GH the only way I can see it not crashing and burning is if they went, as @Whizbang Dustyboots has suggested, for a very gritty/grim/metal take on it, and had a lot of "GIT GUD" sort of mechanics making for an official WotC-endorsed(C)(TM)(R) take on OSR-type gaming, with the rules aimed very much at that, and strong suggestions parties should be all alignments, and so on. Even then it's lacking obvious material for lineages/archetypes, especially thematically-appropriate ones. But I think it's much more likely some aging denizen of WotC HQ will authorize a very nostalgic take on the GH of his childhood for yet another irrational shot at making GH happen, with the gonzo/gritty stuff actually toned down, not turned up, as it would need to be.
 

That's not actually true. Contrary to the old axiom, sex doesn't sell. That's why corporations don't do that sort of thing as much as they used to, better knowledge of what works in actual marketing.
It's not quite as simple as that. I mean, it's closer to what you're saying than what he's saying, but like, fake girlfriends and imaginary boyfriends absolutely do still do really, really well (the dreaded "waifu" among them). RE:Village got an insane amount of extra publicity because of thirsty people were for the 9'6" bad lady with a Christina Hendricks-esque bod and clothes which whilst appropriate, certainly accentuated it. Lot of people were really into that and the fact that they were drove countless articles about the game, which helped it to be as huge as it was (and some people definitely bought it because of her). They don't have to be nearly-naked and have perfect figures - in fact today, that can make them less effective, marketing-wise, more attainable standards can often work better.

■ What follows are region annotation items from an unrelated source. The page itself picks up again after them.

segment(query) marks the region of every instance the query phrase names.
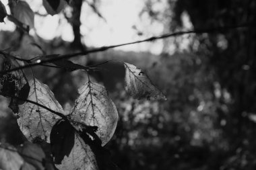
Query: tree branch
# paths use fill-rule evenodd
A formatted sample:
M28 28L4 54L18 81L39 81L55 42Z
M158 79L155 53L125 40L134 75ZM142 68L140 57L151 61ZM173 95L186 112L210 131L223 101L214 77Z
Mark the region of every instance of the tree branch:
M195 29L193 30L189 30L189 31L181 31L181 32L177 32L174 33L169 33L169 34L162 34L158 36L153 36L149 38L146 38L142 40L139 40L139 41L135 41L135 42L128 42L128 43L124 43L124 44L120 44L117 45L113 45L113 46L102 46L99 48L92 48L90 50L88 50L86 51L82 51L79 52L76 52L73 54L64 54L64 55L46 55L44 56L43 58L41 58L40 56L38 56L40 58L40 62L32 62L30 63L28 65L26 65L22 67L19 67L16 68L13 68L12 69L9 69L7 71L1 71L0 74L6 74L7 73L10 73L11 71L17 71L17 70L20 70L20 69L26 69L28 67L32 67L38 65L40 65L43 63L46 62L52 62L53 61L61 60L61 59L67 59L70 58L73 58L75 56L81 56L81 55L87 55L90 53L95 53L98 52L103 52L106 51L108 49L110 48L114 48L116 47L119 47L119 46L127 46L127 45L131 45L131 44L138 44L138 43L141 43L144 42L152 42L157 40L160 40L160 39L164 39L164 38L167 38L170 37L174 37L174 36L182 36L184 34L203 34L203 33L214 33L214 32L224 32L228 31L230 30L233 30L233 29L238 29L238 28L255 28L255 26L252 24L243 24L238 26L226 26L226 27L219 27L219 28L210 28L210 29Z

I'm not sure there's any real angle for a tabletop RPG to do this stuff (unless perhaps they had some "default characters" in multiple books who were characterized enough to engage with this), but it's definitely still a think. It's not so much "sex sells" in some brute-force way (as the old approach was) as thirst and the desire for romance or an imaginary partner with certain characteristics sells.
 

Snarf Zagyg

Notorious Liquefactionist
That's not actually true. Contrary to the old axiom, sex doesn't sell. That's why corporations don't do that sort of thing as much as they used to, better knowledge of what works in actual marketing.

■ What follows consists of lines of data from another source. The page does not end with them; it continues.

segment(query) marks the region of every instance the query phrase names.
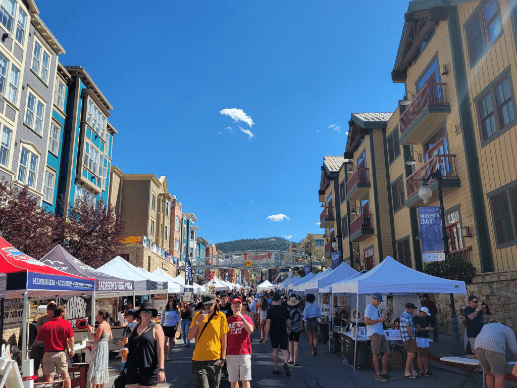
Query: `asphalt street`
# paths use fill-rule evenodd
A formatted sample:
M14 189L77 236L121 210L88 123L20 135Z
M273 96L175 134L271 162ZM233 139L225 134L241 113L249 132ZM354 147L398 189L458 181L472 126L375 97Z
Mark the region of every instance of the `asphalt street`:
M370 368L361 368L354 370L341 361L339 353L330 354L325 352L327 346L318 345L317 355L311 355L310 347L307 338L302 335L300 339L298 362L298 366L290 364L292 374L287 377L282 367L283 363L279 364L281 375L272 374L274 369L272 359L272 351L269 344L260 344L260 332L255 330L252 338L252 387L289 387L289 388L306 388L322 387L322 388L342 388L357 387L358 388L373 388L377 387L429 387L444 388L459 387L464 376L461 371L450 371L441 369L438 364L431 364L431 369L435 376L421 377L417 380L404 378L403 370L389 371L396 377L396 380L381 382L375 380L375 371ZM192 344L190 348L185 347L182 340L178 340L176 345L171 353L171 361L165 363L165 376L167 382L165 386L193 387L192 382L192 355L194 350ZM281 361L281 354L279 354ZM279 362L280 361L279 361ZM417 369L418 371L418 369ZM482 386L482 380L477 378L478 384ZM239 384L240 385L240 384ZM467 383L466 387L472 386ZM227 378L222 379L221 388L230 388Z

....I'm not sure that I would agree with that. Look, I certainly think that we have (thankfully) moved away from the approach that anything can be sold if you just put a scantily-clad woman next to it.

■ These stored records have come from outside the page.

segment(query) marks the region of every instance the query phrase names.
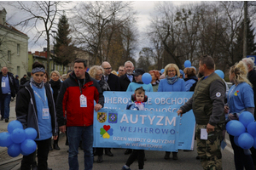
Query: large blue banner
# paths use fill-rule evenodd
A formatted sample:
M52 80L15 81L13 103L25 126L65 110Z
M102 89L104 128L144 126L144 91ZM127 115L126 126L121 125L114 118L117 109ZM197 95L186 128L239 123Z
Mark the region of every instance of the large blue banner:
M111 109L113 112L114 112L114 110L119 112L120 110L125 110L132 94L133 93L131 92L104 92L104 108L108 110ZM193 95L193 92L147 92L146 95L148 97L148 102L146 103L146 112L148 111L148 113L149 112L150 114L168 115L168 116L176 117L177 110L189 99ZM102 110L100 111L102 112ZM128 110L123 111L125 112ZM97 116L96 113L96 116ZM157 115L155 116L157 116ZM95 125L98 126L99 123L97 123L96 121L97 119L95 117ZM179 150L193 150L195 120L192 110L184 114L180 120L177 119L176 121L176 125L179 125L179 130L177 130L178 135L177 137L175 136L176 140L177 141L176 142L177 143L177 148ZM117 122L117 123L119 123L119 122ZM99 127L96 127L96 128L98 128ZM176 126L175 128L177 128L177 127ZM154 127L153 128L155 129L158 128L158 127ZM138 137L140 137L140 135L141 134L139 134ZM136 136L132 133L131 137ZM172 135L172 137L174 137L174 135ZM99 143L101 143L101 141L99 141ZM96 144L96 147L101 146Z
M102 109L95 112L94 147L177 151L179 120L166 112Z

...but .... sex will always sell. It's a basic drive. Corporations are smarter about it now- they make sure that they don't turn off key demographics (like women, because women are consumers as well).

But look around you- look at the television and movies. Do they have a lot of unattractive people? Does the CW have a roster of people of superheroes and supporting characters that are remarkably unattractive? Or do they just have a young and diverse cast of attractive actors?

Heck- look at the internet. I mean... it was practically built on three things: Cats. Arguing. And, well, that other thing.